La technique est tissée de nature

Tout le monde partage l'idée prométhéenne selon laquelle l’homme domine la nature. Cela fait partie de l’inconscient humain, que les hommes y pensent ou non, qu’ils en parlent ou non, qu’ils connaissent ou non le mythe grec de Prométhée : L'Homme fait obéir la Nature pour qu'Elle le serve, ce qu’elle fait plus ou moins gentiment (il faut plus ou moins de travail, donc de temps… pour trouver les biais, mais cela finit toujours par arriver). Cette représentation a produit le monde dans lequel nous vivons. Depuis le début des sciences et des techniques, cette représentation ne correspond pas à ce qui se passe.

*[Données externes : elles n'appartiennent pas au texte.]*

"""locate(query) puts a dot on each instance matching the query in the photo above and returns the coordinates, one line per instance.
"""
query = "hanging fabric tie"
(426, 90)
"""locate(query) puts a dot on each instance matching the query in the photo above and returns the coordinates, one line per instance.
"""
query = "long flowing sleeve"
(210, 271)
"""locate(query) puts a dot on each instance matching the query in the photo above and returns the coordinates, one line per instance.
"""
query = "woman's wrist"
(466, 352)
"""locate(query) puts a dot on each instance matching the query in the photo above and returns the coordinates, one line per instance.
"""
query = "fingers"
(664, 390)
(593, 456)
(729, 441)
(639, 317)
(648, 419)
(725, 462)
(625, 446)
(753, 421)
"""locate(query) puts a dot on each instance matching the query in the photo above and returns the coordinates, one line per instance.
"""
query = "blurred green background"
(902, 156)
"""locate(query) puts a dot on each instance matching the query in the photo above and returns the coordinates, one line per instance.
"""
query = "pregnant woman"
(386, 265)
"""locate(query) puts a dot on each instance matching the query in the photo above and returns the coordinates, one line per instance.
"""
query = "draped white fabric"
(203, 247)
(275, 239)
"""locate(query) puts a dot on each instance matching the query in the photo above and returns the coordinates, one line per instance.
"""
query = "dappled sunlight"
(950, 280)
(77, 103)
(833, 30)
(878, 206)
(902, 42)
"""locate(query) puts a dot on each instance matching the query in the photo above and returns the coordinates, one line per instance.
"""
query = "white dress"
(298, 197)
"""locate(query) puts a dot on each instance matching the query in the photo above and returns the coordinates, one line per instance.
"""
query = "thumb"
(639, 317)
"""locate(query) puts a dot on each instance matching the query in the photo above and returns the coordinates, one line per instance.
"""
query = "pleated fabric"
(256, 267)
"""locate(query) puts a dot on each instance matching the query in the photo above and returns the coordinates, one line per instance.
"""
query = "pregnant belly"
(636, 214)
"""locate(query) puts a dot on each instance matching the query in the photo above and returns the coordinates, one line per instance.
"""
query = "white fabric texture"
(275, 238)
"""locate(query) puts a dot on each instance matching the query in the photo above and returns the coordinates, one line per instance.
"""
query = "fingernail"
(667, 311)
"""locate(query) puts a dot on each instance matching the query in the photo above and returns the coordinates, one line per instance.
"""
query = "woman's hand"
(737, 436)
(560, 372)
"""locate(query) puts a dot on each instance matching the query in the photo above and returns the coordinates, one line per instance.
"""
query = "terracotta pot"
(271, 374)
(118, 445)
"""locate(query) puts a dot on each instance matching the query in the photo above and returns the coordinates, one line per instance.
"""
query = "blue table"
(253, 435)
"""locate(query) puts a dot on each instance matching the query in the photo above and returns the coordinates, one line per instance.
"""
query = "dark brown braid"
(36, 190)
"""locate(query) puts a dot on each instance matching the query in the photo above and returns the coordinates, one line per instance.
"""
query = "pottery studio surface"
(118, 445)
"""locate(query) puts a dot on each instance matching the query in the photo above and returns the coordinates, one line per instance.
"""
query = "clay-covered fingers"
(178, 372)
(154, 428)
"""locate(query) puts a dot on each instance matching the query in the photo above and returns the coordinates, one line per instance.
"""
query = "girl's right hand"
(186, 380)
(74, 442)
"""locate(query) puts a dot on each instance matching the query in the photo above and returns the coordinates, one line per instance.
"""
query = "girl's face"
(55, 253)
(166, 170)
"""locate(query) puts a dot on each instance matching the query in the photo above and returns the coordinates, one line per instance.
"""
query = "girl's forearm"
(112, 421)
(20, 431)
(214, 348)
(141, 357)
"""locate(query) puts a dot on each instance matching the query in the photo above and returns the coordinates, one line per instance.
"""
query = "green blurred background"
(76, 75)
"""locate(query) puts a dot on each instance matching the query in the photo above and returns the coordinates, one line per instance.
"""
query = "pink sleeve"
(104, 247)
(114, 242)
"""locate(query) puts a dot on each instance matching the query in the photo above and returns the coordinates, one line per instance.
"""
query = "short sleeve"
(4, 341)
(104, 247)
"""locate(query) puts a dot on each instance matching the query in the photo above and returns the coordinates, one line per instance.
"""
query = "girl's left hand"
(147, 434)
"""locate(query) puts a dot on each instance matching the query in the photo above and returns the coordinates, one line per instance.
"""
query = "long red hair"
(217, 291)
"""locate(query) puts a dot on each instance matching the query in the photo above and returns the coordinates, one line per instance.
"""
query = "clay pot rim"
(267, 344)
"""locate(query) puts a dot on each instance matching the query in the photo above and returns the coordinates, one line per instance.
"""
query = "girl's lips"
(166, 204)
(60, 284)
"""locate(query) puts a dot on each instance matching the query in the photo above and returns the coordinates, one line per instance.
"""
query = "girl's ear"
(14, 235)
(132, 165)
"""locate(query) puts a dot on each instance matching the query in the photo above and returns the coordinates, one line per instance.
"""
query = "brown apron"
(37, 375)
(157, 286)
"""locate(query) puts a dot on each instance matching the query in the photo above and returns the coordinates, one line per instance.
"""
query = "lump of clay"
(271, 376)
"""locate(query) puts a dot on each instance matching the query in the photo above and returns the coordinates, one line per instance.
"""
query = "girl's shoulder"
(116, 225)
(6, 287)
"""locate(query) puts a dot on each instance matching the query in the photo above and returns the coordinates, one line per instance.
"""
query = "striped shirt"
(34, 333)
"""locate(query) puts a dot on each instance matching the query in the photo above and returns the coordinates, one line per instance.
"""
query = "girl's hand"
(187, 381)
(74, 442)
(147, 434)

L'idée prométhéenne est tellement valorisante pour les hommes qu’ils ne résistent guère au désir de la croire vraie : Quand on voit voler un avion, on peut avoir l'impression que la loi de la gravitation est feintée. Il n'en est rien. Un avion s'appuie sur la Terre par l'intermédiaire d'un coussin d'air, comme les oiseaux. Et la loi scientifique de la gravitation universelle n'en est pas affectée.

Jusqu'à notre époque, le fait que notre perception prométhéenne des sciences et des techniques soit erronée ne nous a pas gênés, ne nous a pas empêchés d'agir et de progresser.

Cependant, nombre de difficultés (pollutions, l'acidification des océans, réchauffement climatique, etc.) nous arrivent que nous ne savons comment aborder parce qu’elles n’ont pas d’antécédents. Ces problèmes écologiques ne sont pas comme faire voler des avions quand on voit voler les oiseaux. Les accepter fait, en soi, réticence et débat. Au moment où j’écris, trois ouragans courent en même temps dans l’Atlantique nord. L’un a une force « théorique » : on avait prévu qu’un ouragan pouvait avoir cette force mais on n’en avait encore jamais eu. Il bat le précédent record détenu par Haiyan en 2013. Nous appelons cela des catastrophes naturelles. Les spécialistes prévoient qu’il y en aura d’autres, et des pires. Et nous parlons peu des moussons excessives, catastrophiques de l’Asie.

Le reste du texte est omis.